Latterly, I have had the privilege of being a proofreader for these books:
Steam Memories of Lindsay by Ian Wilson
Heckman's Canadian Pacific - A Photographic Journey by Ralph Beaumont
Rails to Goderich by Dave Hooton - Steve Thorning - John Mull - Ralph Beaumont
The Portage Railway - An Illustrated History of the Huntsville & Lake of Bays Railway by Jeff Young and Peter Foley
Dining with Canadian Railways Vol I - Canadian Pacific Chinaware by Will Smith
During the past few years, I have also interested myself in the history of toy trains, specializing in toy train and model railway track "down through the years". I invite you to look up my page Toy Train and Model Railway Tracks. This includes information for anyone trying to identify track from the toy train era. While books on trains of that day are plentiful, information about track is scarce.

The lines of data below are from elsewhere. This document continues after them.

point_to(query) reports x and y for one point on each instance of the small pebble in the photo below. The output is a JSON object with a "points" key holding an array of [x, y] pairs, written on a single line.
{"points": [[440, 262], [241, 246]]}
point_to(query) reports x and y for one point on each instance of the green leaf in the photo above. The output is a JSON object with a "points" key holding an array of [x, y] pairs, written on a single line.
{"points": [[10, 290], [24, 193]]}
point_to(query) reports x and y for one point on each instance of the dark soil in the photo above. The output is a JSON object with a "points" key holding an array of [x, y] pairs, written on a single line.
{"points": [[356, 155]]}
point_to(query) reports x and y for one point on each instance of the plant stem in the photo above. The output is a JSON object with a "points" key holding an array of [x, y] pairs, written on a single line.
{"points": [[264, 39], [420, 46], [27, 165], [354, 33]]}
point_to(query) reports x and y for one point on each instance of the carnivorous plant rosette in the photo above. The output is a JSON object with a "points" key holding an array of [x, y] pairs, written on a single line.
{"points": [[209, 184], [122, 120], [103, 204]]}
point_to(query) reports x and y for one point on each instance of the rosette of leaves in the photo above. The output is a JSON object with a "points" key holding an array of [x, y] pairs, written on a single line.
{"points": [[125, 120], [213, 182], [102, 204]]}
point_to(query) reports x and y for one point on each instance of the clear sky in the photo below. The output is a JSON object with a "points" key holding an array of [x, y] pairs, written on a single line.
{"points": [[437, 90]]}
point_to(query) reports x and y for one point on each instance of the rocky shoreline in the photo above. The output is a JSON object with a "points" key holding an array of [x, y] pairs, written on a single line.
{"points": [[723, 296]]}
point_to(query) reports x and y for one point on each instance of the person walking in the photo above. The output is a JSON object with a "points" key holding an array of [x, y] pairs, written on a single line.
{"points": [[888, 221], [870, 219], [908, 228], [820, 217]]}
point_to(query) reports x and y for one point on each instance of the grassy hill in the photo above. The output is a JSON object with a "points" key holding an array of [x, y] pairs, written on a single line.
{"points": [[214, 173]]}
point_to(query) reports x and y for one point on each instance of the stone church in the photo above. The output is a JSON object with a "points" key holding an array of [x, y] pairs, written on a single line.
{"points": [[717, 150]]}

For as long as I can, I want to continue to enhance my N scale model railway that has been the focus of my personal model railway interest. Some time ago, I was fortunate to be the privileged recipient of a "free-to-a-good-home" donation of, yes, a Hornby-Dublo 3-rail goods set in mint condition. It was inevitable that there was going to be a memory-lane expansion. The Hornby-Dublo effort will not however aspire to be a model railway, but what it was in its day-and-age, namely "Every boy's dream" - an "electric train" of the toy train era, and a memory-lane of days long gone by.